Growth-associated maintenance (GAM) is the ATP cost related to growth. This includes the polymerization cost of each macromolecule. This cost is unaccounted for in the BOF because the model synthesizes the building blocks of each macromolecule in sufficient quantity to reflect the cell composition but not the cost of assembling those building blocks together. The GAM can be calculated experimentally by growing the bacteria on different sources of carbon at different starting concentrations. The carbon source should be the sole source of carbon in the media and its concentration should be measured after a given time. These remaining concentrations along with the excretion products are used by the package to constrain the model and calculate the ATP cost of growth.

maintenance_cost = step1.generate_maintenance_costs(maintenance,model)
cobra/util/solver.py:408 UserWarning: solver status is 'infeasible'
('m', 89.08201514974289, 'b', 12.643976801582395)
('R2=', 0.6714793285124122)

1.8. Update BOF (BOFdat!)

All the dictionaries have been generated. Now it would be fun to start playing with the model. Actually BOFdat allows you to use the generated dictionaries to update and buff your BOF experimental data. Just buff that!

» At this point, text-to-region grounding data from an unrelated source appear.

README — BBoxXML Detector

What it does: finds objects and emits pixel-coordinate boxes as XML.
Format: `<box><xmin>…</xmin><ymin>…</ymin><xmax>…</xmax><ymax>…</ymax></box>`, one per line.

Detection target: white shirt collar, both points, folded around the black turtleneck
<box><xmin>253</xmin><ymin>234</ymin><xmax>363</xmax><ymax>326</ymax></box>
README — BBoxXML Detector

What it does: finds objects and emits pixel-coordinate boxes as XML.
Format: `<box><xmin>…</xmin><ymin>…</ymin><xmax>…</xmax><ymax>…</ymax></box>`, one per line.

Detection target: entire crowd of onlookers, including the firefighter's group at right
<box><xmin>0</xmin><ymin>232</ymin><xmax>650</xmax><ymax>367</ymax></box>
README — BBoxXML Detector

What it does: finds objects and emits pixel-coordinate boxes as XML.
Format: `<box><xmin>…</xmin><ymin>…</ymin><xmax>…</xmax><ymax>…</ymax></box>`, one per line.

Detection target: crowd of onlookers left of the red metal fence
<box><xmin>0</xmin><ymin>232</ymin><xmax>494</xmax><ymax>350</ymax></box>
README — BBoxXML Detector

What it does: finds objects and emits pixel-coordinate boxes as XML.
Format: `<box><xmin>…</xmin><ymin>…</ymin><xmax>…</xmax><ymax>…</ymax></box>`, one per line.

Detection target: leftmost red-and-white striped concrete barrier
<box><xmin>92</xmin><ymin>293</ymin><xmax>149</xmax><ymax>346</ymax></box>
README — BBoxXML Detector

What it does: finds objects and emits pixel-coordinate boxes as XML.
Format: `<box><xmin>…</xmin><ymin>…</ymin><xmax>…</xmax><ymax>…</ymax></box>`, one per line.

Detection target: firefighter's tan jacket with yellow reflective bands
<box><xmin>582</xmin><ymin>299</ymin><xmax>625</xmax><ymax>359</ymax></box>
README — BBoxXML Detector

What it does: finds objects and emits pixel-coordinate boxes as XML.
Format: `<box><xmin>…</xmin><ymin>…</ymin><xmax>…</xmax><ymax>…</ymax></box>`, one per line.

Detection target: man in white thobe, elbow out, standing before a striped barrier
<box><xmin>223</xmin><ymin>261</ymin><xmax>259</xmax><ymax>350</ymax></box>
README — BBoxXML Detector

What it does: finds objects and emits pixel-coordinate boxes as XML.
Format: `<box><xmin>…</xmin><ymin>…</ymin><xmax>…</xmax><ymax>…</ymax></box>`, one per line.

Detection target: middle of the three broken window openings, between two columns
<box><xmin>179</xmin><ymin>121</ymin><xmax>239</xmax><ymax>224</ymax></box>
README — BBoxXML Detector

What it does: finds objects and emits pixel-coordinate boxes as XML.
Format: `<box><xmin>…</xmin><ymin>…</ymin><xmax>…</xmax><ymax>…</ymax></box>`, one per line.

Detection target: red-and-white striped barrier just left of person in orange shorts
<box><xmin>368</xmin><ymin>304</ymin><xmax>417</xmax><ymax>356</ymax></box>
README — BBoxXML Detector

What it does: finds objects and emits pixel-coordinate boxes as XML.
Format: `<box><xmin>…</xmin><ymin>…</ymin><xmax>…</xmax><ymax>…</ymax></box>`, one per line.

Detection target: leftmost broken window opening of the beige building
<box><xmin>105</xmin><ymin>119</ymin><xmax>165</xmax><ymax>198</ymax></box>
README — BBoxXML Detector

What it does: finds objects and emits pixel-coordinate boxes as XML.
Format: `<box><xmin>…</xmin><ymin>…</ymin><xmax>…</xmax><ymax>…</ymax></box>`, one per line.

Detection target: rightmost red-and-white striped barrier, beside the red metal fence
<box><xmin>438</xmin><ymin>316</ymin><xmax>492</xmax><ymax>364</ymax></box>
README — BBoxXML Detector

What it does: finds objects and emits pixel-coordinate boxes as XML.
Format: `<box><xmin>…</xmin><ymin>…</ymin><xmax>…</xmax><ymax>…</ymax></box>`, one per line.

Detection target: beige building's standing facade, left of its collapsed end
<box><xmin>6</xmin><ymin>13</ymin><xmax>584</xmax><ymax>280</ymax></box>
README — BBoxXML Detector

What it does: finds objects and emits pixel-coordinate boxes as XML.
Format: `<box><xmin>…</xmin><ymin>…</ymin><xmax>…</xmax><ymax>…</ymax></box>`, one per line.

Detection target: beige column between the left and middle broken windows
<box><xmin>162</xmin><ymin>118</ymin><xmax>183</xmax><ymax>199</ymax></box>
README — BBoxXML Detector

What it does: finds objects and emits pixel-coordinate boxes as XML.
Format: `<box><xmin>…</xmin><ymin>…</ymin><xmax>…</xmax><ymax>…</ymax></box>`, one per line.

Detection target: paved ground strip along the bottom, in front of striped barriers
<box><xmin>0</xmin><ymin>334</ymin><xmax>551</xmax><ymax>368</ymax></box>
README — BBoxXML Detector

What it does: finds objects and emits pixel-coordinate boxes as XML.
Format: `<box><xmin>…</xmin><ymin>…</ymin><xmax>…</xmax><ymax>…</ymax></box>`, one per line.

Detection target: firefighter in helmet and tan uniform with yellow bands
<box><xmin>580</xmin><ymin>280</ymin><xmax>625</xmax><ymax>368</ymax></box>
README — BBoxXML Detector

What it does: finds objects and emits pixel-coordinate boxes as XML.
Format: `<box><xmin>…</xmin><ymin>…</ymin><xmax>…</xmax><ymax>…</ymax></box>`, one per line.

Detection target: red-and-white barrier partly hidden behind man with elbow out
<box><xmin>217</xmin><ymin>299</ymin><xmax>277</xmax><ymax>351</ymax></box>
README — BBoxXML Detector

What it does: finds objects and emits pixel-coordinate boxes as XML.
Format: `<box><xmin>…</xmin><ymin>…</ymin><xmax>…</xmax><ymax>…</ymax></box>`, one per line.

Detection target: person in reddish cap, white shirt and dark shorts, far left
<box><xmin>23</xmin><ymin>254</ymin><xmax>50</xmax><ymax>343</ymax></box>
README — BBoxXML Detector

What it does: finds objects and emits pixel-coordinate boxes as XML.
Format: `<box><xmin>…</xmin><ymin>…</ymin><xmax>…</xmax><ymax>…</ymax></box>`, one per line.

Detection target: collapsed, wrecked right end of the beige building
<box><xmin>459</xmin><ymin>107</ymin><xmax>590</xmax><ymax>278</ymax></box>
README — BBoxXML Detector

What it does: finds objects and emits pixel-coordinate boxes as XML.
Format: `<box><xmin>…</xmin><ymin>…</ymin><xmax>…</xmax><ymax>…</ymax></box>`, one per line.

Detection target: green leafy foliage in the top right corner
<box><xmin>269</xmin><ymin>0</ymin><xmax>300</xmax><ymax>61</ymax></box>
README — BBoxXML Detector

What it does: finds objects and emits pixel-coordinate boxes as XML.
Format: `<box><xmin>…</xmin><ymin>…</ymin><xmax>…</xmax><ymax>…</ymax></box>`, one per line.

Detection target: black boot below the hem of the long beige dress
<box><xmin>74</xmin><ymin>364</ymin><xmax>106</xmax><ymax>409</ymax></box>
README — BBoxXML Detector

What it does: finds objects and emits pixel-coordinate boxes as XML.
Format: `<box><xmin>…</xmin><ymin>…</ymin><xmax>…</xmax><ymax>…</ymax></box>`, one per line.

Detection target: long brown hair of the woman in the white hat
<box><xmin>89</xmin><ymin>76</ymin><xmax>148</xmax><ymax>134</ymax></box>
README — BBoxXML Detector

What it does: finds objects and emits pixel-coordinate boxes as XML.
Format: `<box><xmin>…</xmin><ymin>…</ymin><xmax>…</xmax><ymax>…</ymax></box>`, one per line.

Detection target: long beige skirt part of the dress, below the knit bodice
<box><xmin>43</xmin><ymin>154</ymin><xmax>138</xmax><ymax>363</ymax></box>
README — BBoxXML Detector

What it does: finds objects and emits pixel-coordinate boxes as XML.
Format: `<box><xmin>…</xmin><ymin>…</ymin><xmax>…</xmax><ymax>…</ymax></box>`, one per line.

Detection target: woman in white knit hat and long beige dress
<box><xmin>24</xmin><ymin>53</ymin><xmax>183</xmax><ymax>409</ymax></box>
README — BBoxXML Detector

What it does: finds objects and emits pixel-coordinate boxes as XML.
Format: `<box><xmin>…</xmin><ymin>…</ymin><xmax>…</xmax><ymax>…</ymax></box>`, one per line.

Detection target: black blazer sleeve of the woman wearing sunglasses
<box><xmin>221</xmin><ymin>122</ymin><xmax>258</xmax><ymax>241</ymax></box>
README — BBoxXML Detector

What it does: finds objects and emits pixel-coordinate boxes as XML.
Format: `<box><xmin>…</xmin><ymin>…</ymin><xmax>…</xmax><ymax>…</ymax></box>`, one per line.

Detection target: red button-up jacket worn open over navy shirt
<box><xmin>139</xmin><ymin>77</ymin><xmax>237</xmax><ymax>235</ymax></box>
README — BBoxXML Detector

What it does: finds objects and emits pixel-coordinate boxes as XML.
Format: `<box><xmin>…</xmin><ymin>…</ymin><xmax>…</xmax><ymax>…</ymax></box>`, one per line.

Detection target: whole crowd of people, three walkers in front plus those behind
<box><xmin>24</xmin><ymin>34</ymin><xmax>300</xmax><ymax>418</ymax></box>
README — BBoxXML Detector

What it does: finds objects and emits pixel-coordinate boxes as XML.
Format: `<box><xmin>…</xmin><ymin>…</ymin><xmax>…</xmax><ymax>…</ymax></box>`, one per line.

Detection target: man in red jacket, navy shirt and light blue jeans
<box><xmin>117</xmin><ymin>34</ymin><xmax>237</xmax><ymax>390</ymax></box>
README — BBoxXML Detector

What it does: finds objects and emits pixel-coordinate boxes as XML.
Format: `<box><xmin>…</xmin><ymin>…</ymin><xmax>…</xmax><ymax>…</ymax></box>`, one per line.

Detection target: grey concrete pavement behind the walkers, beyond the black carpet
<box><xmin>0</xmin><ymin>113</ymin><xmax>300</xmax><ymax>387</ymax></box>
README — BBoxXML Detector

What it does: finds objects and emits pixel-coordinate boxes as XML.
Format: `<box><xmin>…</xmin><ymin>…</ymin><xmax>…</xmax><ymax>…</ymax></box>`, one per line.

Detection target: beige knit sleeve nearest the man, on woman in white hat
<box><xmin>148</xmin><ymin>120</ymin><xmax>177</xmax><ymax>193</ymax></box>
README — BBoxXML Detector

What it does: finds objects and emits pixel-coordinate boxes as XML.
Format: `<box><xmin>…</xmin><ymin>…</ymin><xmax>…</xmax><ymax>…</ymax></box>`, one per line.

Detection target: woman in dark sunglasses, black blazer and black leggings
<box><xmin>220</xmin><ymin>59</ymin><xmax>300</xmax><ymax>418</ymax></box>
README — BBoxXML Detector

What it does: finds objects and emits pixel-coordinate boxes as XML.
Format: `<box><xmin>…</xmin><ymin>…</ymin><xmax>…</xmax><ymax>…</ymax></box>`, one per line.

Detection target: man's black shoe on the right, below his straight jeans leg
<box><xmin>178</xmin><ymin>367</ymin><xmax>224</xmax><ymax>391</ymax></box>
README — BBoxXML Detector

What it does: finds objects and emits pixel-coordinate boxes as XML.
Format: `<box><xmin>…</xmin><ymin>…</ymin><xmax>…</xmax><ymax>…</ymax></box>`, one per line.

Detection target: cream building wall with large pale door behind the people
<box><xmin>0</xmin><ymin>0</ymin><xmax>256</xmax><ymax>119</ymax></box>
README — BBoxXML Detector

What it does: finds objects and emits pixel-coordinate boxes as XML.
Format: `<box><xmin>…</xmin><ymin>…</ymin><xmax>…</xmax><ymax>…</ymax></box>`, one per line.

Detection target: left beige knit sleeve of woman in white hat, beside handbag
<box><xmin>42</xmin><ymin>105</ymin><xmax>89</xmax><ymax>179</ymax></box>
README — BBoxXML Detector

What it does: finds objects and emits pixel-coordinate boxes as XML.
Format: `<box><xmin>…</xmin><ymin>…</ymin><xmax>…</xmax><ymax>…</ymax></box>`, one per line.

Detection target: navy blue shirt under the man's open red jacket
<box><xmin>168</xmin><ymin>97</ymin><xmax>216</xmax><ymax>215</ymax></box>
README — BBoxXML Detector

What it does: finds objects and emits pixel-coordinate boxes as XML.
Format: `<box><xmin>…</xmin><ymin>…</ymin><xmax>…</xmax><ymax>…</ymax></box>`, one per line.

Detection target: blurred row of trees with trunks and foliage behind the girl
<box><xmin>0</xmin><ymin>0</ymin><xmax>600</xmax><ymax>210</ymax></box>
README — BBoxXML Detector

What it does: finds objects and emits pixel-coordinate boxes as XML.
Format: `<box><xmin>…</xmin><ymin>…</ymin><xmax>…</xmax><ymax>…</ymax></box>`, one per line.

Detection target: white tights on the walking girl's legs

json_model = cobra.io.load_json_model(model)
bofdat_step1 = update.make_new_BOF(json_model,False,True,dna_coefficients,rna_coefficients,protein_coefficients,
#Save the step1 objective function for use in step2

That’s it!

The BOFsc for the major macromolecules and the maintenance cost of the cell have been updated in your model using BOFdat.